Food stamps are government-issued financial aid given to low-income individuals and families for the purpose of buying food. Food stamps are administered by the Department of Agriculture's Food and Nutrition Service to over 40 million people per year in the United States. Food stamps are now known as the Supplemental Nutritional Assistance Program, or SNAPS, but the mission of food stamps has remained the same. Through SNAPS, food stamp aid is distributed to qualifying low-income people through Electronic Benefit Transfer accounts, or EBT cards. EBT cards operate like debit cards and can be used to purchase food at approved food establishments, such as markets, groceries, convenience stores, co-ops, and some restaurants. Paper food stamps are no longer used to disseminate food stamp aid.
In order to qualify for food stamps, your household is allowed no more than $2000 in "countable" resources. Countable resources include bank accounts, but exclude resources such as a home and property. If at least one person in the household is age 60 or older, you are allowed up to $3000 in countable resources. Your household must also have a gross monthly income that is 130% or less of Federal poverty guidelines, which includes all cash payments to your household. Your net household income must be 100% or less of Federal poverty guidelines. Net income is total gross income minus approved deductions for child care, shelter costs and other expenses.

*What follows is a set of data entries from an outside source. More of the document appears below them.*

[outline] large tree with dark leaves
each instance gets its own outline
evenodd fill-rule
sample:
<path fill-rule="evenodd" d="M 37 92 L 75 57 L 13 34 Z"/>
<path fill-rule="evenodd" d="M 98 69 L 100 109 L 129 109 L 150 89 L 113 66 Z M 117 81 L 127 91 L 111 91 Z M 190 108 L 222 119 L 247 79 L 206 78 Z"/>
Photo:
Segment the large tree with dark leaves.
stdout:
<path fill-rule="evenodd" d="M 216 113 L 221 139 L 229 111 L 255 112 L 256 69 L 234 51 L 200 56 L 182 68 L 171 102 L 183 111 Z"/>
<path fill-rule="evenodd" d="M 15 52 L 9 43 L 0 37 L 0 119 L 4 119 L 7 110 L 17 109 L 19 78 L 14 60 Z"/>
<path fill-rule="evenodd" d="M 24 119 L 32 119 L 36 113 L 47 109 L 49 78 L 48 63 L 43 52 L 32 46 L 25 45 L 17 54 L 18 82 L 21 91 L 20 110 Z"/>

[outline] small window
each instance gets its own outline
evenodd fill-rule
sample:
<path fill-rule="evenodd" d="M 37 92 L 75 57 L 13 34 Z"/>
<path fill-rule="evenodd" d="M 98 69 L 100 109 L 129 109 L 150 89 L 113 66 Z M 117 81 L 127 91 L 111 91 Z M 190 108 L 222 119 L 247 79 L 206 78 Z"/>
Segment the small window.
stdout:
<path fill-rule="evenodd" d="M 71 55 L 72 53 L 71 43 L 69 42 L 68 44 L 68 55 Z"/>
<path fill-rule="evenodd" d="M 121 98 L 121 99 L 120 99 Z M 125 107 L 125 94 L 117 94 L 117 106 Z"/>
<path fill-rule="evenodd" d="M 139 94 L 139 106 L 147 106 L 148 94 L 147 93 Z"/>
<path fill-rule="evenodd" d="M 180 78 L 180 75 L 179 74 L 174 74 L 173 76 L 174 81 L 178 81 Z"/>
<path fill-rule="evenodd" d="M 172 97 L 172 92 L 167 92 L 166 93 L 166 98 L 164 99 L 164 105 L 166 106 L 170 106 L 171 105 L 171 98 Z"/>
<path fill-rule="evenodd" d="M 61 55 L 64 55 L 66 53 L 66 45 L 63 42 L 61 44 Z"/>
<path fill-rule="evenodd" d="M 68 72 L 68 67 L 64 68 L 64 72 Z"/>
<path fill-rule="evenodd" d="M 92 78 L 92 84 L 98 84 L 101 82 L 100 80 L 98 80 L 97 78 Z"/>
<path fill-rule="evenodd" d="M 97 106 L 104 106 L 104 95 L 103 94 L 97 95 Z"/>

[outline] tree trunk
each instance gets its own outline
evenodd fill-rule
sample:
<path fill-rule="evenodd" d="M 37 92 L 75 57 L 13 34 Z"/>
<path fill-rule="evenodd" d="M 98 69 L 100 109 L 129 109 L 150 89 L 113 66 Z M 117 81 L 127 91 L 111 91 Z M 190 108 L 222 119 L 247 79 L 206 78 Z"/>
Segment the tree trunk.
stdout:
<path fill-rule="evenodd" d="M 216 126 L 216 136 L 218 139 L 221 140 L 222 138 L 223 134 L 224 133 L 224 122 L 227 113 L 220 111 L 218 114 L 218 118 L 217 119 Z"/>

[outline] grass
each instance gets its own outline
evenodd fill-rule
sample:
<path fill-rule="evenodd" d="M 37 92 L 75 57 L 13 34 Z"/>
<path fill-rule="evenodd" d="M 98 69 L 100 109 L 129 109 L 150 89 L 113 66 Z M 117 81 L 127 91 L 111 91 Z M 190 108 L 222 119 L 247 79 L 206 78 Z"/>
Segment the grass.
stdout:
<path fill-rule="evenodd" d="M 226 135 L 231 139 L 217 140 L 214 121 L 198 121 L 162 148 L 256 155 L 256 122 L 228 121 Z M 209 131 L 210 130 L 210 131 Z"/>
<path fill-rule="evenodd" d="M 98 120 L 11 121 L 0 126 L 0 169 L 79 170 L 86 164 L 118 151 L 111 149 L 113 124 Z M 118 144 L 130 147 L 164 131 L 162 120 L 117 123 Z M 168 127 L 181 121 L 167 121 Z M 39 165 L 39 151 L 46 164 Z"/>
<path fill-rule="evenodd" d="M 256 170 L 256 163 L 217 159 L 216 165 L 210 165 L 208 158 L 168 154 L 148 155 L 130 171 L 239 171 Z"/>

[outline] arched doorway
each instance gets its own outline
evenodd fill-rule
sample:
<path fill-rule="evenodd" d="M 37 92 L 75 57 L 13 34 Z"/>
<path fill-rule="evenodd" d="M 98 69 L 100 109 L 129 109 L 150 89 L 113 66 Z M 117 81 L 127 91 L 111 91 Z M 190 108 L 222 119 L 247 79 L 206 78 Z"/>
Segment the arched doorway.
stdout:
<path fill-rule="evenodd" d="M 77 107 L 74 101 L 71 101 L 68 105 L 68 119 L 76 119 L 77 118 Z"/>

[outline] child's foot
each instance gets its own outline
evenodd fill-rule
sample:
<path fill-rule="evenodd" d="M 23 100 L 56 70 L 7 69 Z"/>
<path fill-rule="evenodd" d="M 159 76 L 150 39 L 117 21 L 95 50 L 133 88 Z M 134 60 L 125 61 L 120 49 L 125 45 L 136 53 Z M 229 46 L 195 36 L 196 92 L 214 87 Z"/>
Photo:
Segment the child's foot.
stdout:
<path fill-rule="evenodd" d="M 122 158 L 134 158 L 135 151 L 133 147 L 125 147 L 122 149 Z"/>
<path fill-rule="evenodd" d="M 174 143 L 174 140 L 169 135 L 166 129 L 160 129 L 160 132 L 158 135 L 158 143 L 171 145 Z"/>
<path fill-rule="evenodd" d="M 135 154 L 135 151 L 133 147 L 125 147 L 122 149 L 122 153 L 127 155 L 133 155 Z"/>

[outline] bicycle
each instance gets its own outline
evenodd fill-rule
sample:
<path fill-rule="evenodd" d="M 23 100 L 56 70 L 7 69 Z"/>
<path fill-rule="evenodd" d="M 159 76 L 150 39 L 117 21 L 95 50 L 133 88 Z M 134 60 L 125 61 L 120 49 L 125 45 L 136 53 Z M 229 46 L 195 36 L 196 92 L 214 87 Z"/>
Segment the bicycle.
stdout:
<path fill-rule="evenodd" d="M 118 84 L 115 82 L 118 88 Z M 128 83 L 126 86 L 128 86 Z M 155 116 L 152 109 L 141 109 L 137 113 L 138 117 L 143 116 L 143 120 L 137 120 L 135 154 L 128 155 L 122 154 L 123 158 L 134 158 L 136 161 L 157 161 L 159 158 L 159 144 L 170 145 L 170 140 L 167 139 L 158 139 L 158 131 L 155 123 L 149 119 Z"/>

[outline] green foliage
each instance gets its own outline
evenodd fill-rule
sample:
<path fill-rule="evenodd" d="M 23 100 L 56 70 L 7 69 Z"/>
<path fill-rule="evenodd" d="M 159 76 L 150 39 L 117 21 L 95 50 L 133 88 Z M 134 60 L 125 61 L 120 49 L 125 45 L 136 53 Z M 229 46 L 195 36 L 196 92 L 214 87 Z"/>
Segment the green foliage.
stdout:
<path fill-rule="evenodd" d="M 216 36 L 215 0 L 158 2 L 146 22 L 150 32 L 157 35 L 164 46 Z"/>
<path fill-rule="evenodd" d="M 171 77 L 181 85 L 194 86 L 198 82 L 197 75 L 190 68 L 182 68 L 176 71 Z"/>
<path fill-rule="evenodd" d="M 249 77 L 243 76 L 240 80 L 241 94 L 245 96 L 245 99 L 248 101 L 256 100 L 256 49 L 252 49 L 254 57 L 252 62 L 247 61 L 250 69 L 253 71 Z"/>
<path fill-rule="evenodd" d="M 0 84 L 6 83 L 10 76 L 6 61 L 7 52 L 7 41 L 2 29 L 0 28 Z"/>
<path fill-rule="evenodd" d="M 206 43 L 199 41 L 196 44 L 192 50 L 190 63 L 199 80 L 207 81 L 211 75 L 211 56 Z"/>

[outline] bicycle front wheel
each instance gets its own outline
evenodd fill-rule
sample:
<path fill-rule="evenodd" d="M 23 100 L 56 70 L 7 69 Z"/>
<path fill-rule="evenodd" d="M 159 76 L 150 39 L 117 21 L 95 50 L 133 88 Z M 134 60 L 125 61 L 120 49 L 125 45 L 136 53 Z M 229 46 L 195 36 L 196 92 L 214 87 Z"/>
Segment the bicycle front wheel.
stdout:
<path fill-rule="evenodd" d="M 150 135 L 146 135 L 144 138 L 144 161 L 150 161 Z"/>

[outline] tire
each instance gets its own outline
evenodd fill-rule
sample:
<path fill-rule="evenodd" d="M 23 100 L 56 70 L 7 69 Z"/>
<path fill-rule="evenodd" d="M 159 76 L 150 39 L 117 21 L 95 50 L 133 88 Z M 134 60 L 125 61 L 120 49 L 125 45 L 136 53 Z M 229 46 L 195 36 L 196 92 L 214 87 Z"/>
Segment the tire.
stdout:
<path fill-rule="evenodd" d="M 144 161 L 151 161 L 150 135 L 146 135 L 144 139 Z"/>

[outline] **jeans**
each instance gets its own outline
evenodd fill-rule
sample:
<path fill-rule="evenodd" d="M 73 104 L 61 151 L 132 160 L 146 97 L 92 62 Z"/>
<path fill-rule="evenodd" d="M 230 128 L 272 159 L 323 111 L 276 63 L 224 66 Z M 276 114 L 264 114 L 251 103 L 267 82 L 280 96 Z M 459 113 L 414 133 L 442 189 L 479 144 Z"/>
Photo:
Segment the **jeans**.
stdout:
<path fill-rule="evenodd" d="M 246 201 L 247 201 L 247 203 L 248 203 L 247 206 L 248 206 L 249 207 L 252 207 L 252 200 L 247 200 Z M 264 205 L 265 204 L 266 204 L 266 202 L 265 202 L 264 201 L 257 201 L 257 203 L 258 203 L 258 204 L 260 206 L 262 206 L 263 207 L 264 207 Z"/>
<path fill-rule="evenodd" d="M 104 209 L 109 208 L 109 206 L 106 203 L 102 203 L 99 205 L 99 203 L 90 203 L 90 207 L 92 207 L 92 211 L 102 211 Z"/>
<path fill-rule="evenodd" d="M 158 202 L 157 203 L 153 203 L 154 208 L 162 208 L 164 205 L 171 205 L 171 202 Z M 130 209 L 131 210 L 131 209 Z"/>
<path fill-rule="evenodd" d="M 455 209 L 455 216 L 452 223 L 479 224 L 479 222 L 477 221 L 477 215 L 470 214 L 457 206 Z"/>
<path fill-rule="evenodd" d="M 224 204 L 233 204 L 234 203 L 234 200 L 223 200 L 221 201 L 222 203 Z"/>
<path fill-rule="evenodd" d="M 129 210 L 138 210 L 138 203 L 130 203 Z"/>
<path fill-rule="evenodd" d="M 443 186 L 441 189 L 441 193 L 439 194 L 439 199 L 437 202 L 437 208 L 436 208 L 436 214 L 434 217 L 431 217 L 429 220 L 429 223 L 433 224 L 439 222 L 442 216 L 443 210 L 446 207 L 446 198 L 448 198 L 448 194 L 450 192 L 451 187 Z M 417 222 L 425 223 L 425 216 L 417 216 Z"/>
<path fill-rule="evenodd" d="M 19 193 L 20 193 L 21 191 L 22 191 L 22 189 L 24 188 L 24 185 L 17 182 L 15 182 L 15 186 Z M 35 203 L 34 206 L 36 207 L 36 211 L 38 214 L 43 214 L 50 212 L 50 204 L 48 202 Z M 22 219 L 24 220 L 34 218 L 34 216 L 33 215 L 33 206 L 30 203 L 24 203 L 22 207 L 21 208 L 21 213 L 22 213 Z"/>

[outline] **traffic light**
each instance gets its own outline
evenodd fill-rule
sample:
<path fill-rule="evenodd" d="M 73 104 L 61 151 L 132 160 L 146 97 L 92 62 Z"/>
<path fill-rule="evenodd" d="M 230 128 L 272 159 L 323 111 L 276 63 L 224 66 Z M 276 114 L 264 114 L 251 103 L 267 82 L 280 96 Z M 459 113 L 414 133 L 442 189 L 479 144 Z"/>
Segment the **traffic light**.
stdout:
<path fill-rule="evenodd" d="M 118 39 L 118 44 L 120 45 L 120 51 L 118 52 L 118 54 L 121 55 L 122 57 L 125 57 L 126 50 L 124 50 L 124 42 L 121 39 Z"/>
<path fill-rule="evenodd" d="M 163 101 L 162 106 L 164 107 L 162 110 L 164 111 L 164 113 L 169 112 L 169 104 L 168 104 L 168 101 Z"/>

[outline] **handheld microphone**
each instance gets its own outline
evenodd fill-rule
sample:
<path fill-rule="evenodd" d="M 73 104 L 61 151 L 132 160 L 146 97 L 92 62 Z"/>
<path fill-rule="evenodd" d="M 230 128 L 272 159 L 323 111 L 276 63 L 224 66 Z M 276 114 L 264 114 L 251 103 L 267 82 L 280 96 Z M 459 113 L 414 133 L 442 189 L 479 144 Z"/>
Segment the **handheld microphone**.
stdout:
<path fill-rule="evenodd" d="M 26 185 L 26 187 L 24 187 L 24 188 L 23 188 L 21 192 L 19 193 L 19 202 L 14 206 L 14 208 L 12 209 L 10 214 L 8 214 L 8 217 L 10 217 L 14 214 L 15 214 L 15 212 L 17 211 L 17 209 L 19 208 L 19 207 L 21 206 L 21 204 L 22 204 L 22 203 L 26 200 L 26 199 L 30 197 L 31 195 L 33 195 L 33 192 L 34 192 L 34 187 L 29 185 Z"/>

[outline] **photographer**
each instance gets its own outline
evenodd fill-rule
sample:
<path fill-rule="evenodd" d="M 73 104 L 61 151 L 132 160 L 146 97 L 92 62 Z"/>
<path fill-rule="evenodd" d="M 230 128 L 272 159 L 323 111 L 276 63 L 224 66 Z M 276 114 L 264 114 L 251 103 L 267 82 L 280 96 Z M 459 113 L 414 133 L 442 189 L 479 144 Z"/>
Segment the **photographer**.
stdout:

The amount you receive in food stamps depends entirely on your income, resources, and family size. The lowest-income, highest-need participants can receive hundreds of dollars per month in food stamp benefits, in addition to other government assistance. To apply for food stamps and find out how much you are eligible to receive, you can obtain a food stamp application from any Social Security office, and some states provide applications online. The Social Security office will help you fill out the food stamp application and send it to the food stamp office for you.